Personal Log
Observer - Designation They Are Worth Remembering
Verification Code When the Great fight, it is the Small who suffer
I find myself standing at a precipice, looking across the horizon of this world I have called home for the past fifteen of its years. It is a quiet place, devoid of the works of the planet's inhabitants, be they native or migrant. Lush foliage blankets the coast, snaking its way up the steep cliff, splitting stone. Here, I cannot hear the bustle of cities, or the rumbling of factories, not even the roar of spaceports.
But even in such a location, sentience makes itself known. There is not a place on this planet where its presence cannot be detected, in shape or shadow.
I watch the twilight sky, extraordinarily clear for a world that had dealt with considerable light pollution issues even before an asteroid struck it. The sun begins to set, taking with it the blue hue of the horizon. The stars begin to make themselves visible, but now they must compete with much closer lights- orbital habitats, industrial cargo vessels, surface-to-orbit launch vehicle, exploratory vessels hurtling to other worlds, and a nascent war fleet.
However, even they are not what draws my attention as I look at the black expanse above me. Rather, it is the newest additions to the night sky that catch my gaze- two hundred and fifty bright points of light, crowded together. Cetus, the constellation from which it has come, is now deformed, transformed into a gravid whale that looks ready to give birth at a moment's notice.
These new lights are brighter than everything else in the sky, save for the massive moon of this world. They can be seen at night in the hearts of the largest cities on the planet, and even in daytime a sharp observer can find them. For the past ten days have they been visible to the naked eye, and the past ten days have been ones of tension. I see it in the way the bustle of life has seemingly slowed, as if everyone is holding their breath, and in the furtive glances they spare to the sky whenever possible, whether they be human, Race, or fithp. From television programs to social events to the internet, the newest constellation dominates them as readily as it dominates the night sky.
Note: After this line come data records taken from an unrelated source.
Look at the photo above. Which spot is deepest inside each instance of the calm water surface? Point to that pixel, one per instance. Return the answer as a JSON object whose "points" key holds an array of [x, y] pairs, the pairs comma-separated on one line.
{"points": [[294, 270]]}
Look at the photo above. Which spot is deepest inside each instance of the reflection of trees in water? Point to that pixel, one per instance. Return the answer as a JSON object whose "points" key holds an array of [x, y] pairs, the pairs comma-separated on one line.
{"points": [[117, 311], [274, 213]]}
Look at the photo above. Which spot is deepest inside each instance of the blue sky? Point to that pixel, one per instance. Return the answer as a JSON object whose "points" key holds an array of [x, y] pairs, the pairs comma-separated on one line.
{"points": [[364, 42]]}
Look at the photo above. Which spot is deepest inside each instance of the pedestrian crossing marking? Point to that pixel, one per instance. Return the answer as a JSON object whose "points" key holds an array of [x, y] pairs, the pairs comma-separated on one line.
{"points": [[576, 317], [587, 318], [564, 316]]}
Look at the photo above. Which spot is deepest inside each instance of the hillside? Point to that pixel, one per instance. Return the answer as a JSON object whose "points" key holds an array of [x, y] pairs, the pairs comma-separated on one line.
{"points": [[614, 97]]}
After twenty years, the Race Colonization Fleet has arrived in the solar system.
With this, the final half of the conflict begun twenty years ago begins. Though an entire human generation has passed since Earth's victory over its invaders, the war was but a part of the equation. The system that has been painstakingly built by human, Race, and fithp over the past two decades is an incomplete one- the incoming Colonization Fleet, the Emperor's reply, and the diplomatic envoy to Home, are its final pieces. It is they that will either break this system, or prove its resiliency.
The sun has all but vanished below the horizon, and more of the stars make themselves visible, glittering in the infinite blackness. For the past few months, I have noticed a growing trend in stargazing parties across the planet, primarily focused on Tau Ceti, though a few have been focused on Alpha Centauri and the two systems owned by the Race. There is no practical purpose behind it- even with a powerful ground-based telescope, Tau Ceti remains little more than a point of light hanging in darkness. One cannot hope to see the Race's presence, or even Home itself, a power that the most advanced space telescopes are scarcely capable of.
And yet, perhaps it is because they only see a point of light, that they continue to look. A way to recognize and acknowledge their worries of the future. They naturally think of the relations with the Race, of the possibility that the Emperor will order a resumption of the war and bring all five species to the brink of annihilation, but when they look to the source of their concerns, all they see is a point of light. The uncertain future of four worlds and five peoples, made manifest in a faint light.
In a matter of weeks, Earth will finally grapple with the issue of the Colonization Fleet, and all the possible decisions will fall away, until one remains. In less than four years, the Emperor's reply to Earth will finally arrive, and the first transmissions from the Ramesses-Hattusillis mission will follow in another seven. On the decisions made in the coming decades hinges the fate of entire civilizations.
To borrow a human aphorism, I have my work cut out for me.
Rather than recording the words of the people who live these events entire decades after the fact, however, I now have an opportunity to watch them unfold before me. To record the changes in the people as they react to the changes in the world around them, year after year, decade after decade. A more ambitious and difficult process than my previous endeavor, but one that could prove far more rewarding.
But such work will not begin yet. For now, I continue to watch the sky. The sun finally sets. The long day of silence between Earth and Home has come to an end, and now night has begun. The light of the sun has now vanished, and even the new constellation will disappear, one by one, as the fusion drives of the Colonization Fleet deactivate and carry a hundred million sleeping souls to this planet. Soon, even the stars will seem to fall out of sight, until only one remains- far dimmer than many others, and yet in the eyes of the world, it seems brighter than anything else.
Quiet falls on an entire world, as a night of uncertainty begins for the worlds of humanity, the fithp, and the Race. Whether or not the sun will rise again remains yet to be seen.